Limitations & Future Work

  • Scoped to Computable Problems: The method assumes a task can be solved by a deterministic program; it is not applicable to open-ended reasoning (e.g., common sense or creative tasks).
  • Dependency on Manual Solvers: Each task requires a human to write a correct Python solver to generate the CoT, which introduces human labor and potential for global data pollution if the solver is incorrect.
  • Increased CoT Length: Atomic states flatten reasoning into many small steps. While shorter than some reasoning models, the step count for extremely long inputs may still pose inference overhead.
  • Validated only on Qwen2.5-7B: The performance of this structure on smaller/larger models or during the pre-training phase has not been fully explored.
  • vs Index Hint / Reversed Format: These are specialized CoT formats for narrow tasks (bit-matching/arithmetic). TAIL uses a universal computation model to unify CoT construction across all computable problems, leading by a wide margin (86.5% vs 24–35% on long-sequence addition).
  • vs Reasoning Models like DeepSeek-R1: Reasoning models rely on anthropomorphic "styles" and trial-and-error, which are prone to shortcuts.

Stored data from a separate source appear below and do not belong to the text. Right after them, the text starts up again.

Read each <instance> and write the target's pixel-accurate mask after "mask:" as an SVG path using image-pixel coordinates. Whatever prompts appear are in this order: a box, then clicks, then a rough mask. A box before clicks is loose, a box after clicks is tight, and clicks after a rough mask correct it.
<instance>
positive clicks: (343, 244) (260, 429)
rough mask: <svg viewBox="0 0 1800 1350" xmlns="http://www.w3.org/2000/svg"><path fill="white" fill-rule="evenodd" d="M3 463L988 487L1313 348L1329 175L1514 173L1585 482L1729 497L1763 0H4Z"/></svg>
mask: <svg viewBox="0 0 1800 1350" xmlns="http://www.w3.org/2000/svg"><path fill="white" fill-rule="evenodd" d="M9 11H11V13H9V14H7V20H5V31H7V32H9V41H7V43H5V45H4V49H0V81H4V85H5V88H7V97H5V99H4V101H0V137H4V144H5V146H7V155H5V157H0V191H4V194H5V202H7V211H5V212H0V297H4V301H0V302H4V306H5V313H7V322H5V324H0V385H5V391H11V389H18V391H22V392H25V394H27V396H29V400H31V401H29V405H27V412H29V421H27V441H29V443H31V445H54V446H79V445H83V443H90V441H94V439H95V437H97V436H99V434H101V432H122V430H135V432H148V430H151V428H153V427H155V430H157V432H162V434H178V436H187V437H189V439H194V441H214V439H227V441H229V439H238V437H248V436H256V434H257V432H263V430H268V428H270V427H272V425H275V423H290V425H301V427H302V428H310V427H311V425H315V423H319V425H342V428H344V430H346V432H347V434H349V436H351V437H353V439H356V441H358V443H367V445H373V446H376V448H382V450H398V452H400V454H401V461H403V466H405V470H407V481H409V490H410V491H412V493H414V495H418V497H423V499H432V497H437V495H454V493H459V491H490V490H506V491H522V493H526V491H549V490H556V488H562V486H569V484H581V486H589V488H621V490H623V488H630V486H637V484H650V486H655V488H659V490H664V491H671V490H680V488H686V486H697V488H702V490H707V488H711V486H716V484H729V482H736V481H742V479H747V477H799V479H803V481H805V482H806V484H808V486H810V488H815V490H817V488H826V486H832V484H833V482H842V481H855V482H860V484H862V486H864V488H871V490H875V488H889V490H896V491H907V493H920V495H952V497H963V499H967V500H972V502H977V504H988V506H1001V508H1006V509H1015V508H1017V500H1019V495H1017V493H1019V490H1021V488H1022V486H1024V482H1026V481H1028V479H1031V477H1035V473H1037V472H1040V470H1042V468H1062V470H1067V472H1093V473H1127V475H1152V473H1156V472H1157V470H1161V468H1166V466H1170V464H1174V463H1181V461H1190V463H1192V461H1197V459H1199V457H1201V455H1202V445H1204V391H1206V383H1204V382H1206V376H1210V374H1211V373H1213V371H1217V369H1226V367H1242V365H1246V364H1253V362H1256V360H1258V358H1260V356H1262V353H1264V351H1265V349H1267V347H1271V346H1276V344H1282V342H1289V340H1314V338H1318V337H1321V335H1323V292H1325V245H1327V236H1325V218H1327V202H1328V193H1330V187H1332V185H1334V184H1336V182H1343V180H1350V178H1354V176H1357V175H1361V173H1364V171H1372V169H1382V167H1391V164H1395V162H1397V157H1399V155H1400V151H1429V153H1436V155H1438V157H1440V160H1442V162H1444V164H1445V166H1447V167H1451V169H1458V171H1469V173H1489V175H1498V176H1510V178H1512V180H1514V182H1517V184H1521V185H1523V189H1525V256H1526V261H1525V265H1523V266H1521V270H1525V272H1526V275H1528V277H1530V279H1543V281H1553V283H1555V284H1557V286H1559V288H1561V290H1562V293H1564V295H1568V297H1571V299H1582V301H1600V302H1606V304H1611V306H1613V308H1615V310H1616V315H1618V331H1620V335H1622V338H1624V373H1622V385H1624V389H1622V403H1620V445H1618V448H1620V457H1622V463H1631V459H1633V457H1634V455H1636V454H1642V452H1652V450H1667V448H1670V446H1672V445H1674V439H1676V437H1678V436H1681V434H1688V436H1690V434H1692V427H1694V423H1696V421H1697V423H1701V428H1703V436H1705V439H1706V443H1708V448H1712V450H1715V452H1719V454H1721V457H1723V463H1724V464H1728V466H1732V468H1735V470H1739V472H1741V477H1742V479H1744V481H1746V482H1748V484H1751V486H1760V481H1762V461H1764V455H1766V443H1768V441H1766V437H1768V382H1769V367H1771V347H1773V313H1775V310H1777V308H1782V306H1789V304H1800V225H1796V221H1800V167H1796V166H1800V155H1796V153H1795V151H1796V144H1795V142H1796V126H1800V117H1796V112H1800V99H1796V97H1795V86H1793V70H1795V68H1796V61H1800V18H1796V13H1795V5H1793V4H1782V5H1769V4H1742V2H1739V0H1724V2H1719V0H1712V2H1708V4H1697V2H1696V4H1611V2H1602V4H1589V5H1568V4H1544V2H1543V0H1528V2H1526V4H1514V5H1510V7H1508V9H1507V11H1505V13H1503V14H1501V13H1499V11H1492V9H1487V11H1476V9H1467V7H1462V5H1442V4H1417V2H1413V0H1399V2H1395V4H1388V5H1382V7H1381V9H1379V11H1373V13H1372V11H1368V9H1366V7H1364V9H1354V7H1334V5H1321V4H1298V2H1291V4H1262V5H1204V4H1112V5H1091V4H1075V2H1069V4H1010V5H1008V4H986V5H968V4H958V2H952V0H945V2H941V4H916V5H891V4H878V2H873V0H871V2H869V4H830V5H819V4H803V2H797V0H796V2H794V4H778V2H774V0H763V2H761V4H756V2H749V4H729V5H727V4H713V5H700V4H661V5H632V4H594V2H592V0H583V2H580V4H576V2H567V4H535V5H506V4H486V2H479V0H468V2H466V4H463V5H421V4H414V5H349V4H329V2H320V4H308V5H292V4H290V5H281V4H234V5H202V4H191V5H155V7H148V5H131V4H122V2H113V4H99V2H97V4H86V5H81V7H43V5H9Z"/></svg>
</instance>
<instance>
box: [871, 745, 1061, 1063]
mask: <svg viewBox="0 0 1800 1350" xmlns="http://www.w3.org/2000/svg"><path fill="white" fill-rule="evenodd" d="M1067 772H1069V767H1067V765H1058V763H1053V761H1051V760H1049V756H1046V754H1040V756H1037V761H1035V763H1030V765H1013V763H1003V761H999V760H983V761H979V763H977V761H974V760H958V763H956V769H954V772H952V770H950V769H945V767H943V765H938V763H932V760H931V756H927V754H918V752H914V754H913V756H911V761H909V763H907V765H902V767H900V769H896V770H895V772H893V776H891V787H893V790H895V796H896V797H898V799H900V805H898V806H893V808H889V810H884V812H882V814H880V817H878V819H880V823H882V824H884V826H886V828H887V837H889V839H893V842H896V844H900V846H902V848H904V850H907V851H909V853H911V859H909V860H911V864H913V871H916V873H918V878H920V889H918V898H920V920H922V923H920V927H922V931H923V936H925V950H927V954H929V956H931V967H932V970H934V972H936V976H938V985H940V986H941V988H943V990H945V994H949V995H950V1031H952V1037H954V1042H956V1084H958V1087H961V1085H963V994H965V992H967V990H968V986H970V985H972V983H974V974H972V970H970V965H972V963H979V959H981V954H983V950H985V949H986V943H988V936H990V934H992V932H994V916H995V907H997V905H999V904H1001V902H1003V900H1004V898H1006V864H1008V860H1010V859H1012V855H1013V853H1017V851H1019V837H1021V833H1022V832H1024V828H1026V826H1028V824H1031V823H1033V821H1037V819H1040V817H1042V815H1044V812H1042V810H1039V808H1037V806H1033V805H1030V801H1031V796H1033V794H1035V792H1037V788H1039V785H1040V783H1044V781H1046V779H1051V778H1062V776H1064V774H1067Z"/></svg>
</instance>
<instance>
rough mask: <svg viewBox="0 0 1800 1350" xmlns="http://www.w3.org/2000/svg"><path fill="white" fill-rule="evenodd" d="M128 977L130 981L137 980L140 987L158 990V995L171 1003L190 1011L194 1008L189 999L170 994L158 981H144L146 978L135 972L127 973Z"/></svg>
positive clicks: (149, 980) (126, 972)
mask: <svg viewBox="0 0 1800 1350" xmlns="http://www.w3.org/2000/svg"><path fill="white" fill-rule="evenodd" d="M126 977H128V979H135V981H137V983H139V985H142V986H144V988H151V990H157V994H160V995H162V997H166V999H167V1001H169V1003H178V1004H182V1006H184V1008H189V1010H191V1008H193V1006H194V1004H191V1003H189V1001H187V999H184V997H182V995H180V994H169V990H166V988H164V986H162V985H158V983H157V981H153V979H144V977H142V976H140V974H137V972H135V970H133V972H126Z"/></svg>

TAIL proves that the key to length generalization is structured execution, not linguistic style.
  • vs Transformer Turing-Completeness Theory: Prior work proved Transformers are Turing-complete with enough CoT, but did not provide a concrete method to construct such CoT across diverse tasks; TAIL implements this as three programmable modules.

Rating

  • Novelty: ⭐⭐⭐⭐⭐ Unifying CoT design for length generalization via Turing Machine imitation is a fresh perspective with theoretical support.
  • Experimental Thoroughness: ⭐⭐⭐⭐ 18 tasks, three-module ablation, data ratios, and attention visualization; however, only validated on a single 7B model.
  • Writing Quality: ⭐⭐⭐⭐ Clear logic from theory to method to experiments with intuitive diagrams.
  • Value: ⭐⭐⭐⭐⭐ Provides a reusable and programmable universal paradigm for enabling length generalization in LLMs.